I know someone I believe is bordering on something, although I can't say what for sure.  I do know there is a lot of memory loss, mostly short-term.  When I bring up seeing a doctor, they get very defensive.  I've known this person all my life and it is upsetting to say the least, to see the change  I need to read about dementia, and altzheimers to know the differences, as well as what are symptoms of.


----------



## flowerchild (Jan 20, 2015)

People do not die from having alzhiemer's or dementia. In fact they can live quite some time. Though they don't know anything, it's a brain disease. Those people who get it can't care for themselves properly and can't speak out about other ailments they may get while hanging out in lala land. This is what kills them, IMO.
My grandmother and father had Alzheimer's. 
Unfortunately neurologists don't know much about those two diseases. They have medication out now tho to help decrease the symptoms.
I think the best thing to do, since it runs in my family, is prevention. Read up on how your eating habits can cause Alzheimer's.


> A few recent studies conducted by researchers from the neurology  department at Columbia University Medical Center in New York have looked  at the possible preventive effects of the typical diet eaten by people  in countries around the Mediterranean sea, such as Greece. The  “Mediterranean diet” is primarily made up of fruits, vegetables, and beans, fish, olive oil,  a moderate amount of wine, some dairy foods, and small amounts of meat  and chicken.

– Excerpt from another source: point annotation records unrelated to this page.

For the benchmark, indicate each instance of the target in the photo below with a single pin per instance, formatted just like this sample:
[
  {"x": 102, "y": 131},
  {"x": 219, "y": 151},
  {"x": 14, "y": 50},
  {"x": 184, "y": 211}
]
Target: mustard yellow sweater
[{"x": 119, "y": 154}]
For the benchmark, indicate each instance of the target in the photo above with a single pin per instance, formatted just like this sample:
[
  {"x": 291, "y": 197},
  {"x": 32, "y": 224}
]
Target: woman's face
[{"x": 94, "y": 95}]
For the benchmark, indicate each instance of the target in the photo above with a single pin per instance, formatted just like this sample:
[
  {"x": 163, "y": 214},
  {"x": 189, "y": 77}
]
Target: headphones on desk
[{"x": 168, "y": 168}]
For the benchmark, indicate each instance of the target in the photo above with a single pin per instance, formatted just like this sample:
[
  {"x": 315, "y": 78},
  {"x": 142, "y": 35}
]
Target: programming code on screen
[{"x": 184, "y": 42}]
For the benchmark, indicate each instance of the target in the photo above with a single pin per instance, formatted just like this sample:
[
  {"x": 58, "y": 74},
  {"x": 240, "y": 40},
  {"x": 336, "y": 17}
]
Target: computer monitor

Though more study is needed, results point to a reduced  risk of developing Alzheimer’s and lower mortality rate among those who  contracted the disease.
> http://www.everydayhealth.com/diet-...s-of-healthy-eating/arresting-alzheimers.aspx



And from WebMD some info about the disease and why most people think you die from it (btw, I used to think my grandma died from it too):
http://www.webmd.com/alzheimers/guide/alzheimers-nutrition


----------



## Denise1952 (Jan 20, 2015)

I've read quite a bit about brain-exercise as well.  I think many of us stop using our brains.  I've heard crossword puzzles are excellent, and I think any game or activity that forces you to "think" "research", or just figure out, is good.  Right now, I read, play hidden object games, and work puzzles.  None that super as far as brain exercise.  Talking on here is good I think.  The hidden object games are fun, and the newer ones have you making decisions on where to find things in other areas of the game.  You need a hammer so you have to remember in which room or section of the city there may be tools etc.  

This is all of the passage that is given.